С каждым днем отношение ко мне туземцев становятся все более и более благосклонными[391 - Де Бразза потряс местных оссьеба, застрелив из ружья крупную антилопу (Пис. VII).]. Одни приносят мне плоды своей охоты, другие угощают сидром, сделанным из спелых бананов – первый сброженный ликер, который я пью в этой стране. Я хожу к водопадам Бове и изучаю топографию всех окрестностей: их знание может оказаться полезным в случае, если события вынудят нас форсировать отъезд; к счастью, эта крайняя ситуация минует нас. Ко мне приходят[392 - Из письма де Бразза от 23 ноября 1876 г. следует, что вожди оссьеба с берегов Ивиндо явились к нему не тогда, когда он находился в Бингимили, а несколько позже, когда он уже вернулся в деревню Мамьяки (Пис. VII).] многие вожди из соседних деревень, расположенных по реке Ивиндо; кажется, у них есть желание жить в добрых отношениях с белыми[393 - Наши успехи на охоте приводят их в восхищение, они начинают осознавать всю пользу, которую могут извлечь из знакомства с нами (примеч. авт.).]. Хотя они пока еще препятствуют моему намерению нанести им ответный визит, тем не менее у меня есть надежда, что позже они обязательно помогут нам. Я щедро воздаю им за дары и обещаю привезти Нааману дорогой подарок, когда мы будем подниматься по Огове на пирогах. Считая превосходными достигнутые результаты и не желая торопить события, я возвращаюсь в деревню Мамьяки[394 - Куда незадолго до этого прибыл Ленц (Пис. VII).], а затем 20 мая[395 - В письме от 23 ноября 1876 г. де Бразза указывает иную дату – 21 мая (Пис. VII).] в Лопе, где застаю нашу штаб-квартиру в прекрасном состоянии.

Глава XI. Разведка по землям между Лопе и Думе (Фаны оссьеба, шаке[396 - Шаке (башаке) – этнос, принадлежащий к группе бакота; обитает в бассейнах Лассио, Себе, вдоль Огове ниже водопада Бунджи и в низовьях Офуэ. Многие, вслед за де Бразза, включали его в этническую группу фанов. По сведениям, полученным Маршем, шаке (оссьебо) раньше жили у устья Лоло, куда некогда мигрировали из долины Лазо (Лассио), однако затем под давлением пришедших с севера оссьеба были вынуждены подняться вверх по Огове; оканда же, прежде их непосредственные соседи, наоборот, спустились по ней вниз, за водопады Бове (Marche A. Op. cit. P. 331–332).], оссьеба, адума) (24 мая – 27 июня 1876 г.)

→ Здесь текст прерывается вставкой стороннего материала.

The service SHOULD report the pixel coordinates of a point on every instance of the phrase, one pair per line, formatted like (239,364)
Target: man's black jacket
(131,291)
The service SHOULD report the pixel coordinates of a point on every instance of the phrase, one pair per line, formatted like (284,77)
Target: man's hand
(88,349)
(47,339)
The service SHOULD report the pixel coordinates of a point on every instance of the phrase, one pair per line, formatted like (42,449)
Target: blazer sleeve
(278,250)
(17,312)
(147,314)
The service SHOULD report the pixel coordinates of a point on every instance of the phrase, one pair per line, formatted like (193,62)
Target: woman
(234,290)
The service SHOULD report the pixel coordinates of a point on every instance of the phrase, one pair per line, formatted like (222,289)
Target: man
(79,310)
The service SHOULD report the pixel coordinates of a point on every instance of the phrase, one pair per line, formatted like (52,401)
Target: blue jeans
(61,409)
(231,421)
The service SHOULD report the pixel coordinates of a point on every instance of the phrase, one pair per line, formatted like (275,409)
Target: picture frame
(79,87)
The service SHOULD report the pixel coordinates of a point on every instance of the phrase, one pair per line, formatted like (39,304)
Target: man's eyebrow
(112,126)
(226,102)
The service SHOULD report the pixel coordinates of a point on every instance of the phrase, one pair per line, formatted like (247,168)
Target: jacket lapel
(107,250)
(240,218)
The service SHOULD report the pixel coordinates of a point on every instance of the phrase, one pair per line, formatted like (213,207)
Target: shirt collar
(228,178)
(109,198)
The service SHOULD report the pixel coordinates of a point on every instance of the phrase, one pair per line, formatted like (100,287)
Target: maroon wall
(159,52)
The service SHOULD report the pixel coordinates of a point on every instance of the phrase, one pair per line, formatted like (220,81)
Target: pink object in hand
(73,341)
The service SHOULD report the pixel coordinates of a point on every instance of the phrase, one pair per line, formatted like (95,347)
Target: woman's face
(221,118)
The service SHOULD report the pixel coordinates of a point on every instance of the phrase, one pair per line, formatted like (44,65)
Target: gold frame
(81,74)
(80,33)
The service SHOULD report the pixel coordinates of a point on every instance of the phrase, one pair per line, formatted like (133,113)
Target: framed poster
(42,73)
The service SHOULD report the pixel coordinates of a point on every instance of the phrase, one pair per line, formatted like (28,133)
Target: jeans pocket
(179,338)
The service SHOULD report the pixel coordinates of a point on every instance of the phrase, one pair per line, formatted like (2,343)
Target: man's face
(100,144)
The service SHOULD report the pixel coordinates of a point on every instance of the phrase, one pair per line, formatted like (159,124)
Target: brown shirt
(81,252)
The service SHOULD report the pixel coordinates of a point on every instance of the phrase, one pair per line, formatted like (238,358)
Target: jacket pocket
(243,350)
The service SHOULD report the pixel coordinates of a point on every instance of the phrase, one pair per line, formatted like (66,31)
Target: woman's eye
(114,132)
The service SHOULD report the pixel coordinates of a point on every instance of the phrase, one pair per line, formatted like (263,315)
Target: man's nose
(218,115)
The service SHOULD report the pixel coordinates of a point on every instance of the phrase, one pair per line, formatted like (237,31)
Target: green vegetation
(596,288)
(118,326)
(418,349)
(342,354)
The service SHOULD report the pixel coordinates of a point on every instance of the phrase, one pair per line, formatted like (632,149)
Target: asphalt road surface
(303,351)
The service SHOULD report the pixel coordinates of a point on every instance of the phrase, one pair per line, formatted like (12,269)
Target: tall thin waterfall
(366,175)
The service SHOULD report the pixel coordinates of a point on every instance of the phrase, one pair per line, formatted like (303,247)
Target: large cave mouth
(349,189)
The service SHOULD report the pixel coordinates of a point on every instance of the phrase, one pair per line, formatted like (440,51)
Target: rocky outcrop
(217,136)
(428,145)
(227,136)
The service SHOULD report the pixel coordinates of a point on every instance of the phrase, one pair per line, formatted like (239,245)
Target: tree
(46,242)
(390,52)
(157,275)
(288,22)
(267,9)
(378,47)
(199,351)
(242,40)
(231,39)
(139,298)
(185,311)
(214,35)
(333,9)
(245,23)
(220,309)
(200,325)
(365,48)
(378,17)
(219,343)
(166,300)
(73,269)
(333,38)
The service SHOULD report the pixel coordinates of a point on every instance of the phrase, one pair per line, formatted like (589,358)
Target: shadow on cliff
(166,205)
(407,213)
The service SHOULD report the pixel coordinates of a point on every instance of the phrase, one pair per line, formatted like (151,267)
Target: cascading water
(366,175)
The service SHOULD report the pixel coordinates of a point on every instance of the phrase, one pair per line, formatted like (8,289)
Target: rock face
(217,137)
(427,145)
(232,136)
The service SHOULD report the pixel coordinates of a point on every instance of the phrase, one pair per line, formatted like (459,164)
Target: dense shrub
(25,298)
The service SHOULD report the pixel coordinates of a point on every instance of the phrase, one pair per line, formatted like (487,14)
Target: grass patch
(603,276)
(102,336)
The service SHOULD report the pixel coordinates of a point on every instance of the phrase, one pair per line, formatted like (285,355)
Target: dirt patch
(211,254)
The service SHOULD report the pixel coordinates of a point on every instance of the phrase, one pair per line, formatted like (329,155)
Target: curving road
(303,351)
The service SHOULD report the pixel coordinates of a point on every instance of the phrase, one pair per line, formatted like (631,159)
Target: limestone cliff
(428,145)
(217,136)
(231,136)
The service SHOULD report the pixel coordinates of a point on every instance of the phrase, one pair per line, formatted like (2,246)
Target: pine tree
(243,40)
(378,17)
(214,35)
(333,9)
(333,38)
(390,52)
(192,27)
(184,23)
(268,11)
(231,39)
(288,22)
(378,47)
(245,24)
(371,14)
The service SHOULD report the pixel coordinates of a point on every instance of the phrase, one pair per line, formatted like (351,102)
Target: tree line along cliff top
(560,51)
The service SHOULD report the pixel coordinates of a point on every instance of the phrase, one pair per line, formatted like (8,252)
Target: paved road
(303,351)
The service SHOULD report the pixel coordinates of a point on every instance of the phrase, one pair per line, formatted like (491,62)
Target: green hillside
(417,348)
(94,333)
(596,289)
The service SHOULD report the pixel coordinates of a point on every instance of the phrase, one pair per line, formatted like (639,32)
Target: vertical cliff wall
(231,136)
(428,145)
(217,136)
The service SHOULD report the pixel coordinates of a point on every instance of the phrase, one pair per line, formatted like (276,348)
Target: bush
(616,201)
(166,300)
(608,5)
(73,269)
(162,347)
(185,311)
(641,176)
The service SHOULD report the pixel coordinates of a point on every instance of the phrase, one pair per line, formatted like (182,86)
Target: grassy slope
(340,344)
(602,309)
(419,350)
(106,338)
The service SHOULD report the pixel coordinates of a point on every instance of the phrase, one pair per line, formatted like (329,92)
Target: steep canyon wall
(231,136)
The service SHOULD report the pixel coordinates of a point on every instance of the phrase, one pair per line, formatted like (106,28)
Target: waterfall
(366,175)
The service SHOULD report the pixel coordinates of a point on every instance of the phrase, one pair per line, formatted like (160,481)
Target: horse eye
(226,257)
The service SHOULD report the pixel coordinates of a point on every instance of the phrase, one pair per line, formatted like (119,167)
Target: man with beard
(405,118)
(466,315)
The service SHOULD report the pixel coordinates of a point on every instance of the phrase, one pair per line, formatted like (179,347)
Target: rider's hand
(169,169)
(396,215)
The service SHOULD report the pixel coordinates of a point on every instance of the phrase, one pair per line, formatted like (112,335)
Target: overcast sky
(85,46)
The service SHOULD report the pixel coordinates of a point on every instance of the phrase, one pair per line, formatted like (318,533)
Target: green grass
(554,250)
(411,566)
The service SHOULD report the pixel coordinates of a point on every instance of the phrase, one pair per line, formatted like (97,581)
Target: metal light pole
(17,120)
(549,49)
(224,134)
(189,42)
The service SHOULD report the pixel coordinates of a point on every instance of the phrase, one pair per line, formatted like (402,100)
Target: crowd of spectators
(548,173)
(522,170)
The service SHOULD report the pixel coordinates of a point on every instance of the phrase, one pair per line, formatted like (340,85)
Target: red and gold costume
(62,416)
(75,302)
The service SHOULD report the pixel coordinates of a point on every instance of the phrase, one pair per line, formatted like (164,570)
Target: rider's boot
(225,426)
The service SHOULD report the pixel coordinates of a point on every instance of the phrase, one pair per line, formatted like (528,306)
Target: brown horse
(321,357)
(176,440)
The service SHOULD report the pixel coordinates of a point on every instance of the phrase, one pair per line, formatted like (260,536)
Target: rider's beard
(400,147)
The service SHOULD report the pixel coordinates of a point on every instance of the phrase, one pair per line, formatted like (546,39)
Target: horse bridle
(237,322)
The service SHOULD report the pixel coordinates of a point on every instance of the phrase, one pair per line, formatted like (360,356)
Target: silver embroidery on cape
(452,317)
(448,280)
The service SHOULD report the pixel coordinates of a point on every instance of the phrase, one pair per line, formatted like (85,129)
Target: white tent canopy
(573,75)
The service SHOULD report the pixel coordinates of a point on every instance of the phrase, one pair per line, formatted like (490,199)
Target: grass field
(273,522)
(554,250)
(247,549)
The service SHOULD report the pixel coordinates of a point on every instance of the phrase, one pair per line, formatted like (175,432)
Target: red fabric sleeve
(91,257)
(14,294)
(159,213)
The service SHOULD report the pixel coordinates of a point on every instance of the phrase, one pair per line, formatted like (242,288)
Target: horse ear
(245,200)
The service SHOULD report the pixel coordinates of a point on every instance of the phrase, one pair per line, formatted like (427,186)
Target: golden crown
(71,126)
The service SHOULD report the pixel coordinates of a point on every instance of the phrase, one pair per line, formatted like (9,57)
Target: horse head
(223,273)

Став друзьями самых влиятельных вождей, мы можем в дальнейшем не бояться враждебных акций, которые в недавнем прошлом остановили европейских исследователей; лед растаял. Мы уверены, что, действуя с терпением и тактом, будем неуклонно продвигаться вперед; отныне и доктор Ленц пользуется общим доброжелательным отношением к белым и готов продолжить свой путь. Правда, оканда демонстрируют по отношению к нам такую горячую дружбу и бросают на наши склады товаров такие выразительные взгляды, что возникает опасение, как бы они не помешали нашей экспедицией покинуть эти места без потерь. Чтобы предотвратить любые неожиданности, я уже решил, что на каждом новом этапе нашего путешествия буду вербовать туземцев из разных племен, живущих в верхнем течении Огове: если между Ламбарене и Лопе на нас трудились оканда, то между Лопе и Думе мы доверим транспортировку грузов адума.

Тем временем мне удалось завершить мою пропагандистскую кампанию двумя маневрами, равно удачными. Незадолго до моего возвращения случилось вот что: плот, на котором находились трое павинов, унесло вниз по течению и прибило к острову как раз напротив земли оканда. Те сразу же захватили потерпевших крушение и надели на них рогатки. Я убеждаю людей из Ашуки, к слову, не слишком воинственных, что белый – такой же друг павинов, как и их друг, и он не может терпеть, чтобы при нем наказывали кого-либо из его союзников. Я уговариваю снять с пленников рогатки, а затем и освободить их, и те беспрепятственно возвращаются в свою деревню. Но несколько дней спустя один из вождей оканда узнает, что павины подстерегли и захватили двух его людей. Я вынужден снова вмешаться. Я отправляюсь к ним, не питая особой надежды на успех; тем не менее мне удается умерить гнев оссьеба: я напоминаю им о своем недавнем участии в деле трех павинов, и оба оканда возвращаются домой целыми и невредимыми. Переговоры, без сомнения, ни к чему бы не привели, если бы павины первыми взяли в плен оканда; как бы там ни было, молва о нашем миролюбии будет теперь распространяться еще быстрее, ибо отныне наши слова подкрепляются делами.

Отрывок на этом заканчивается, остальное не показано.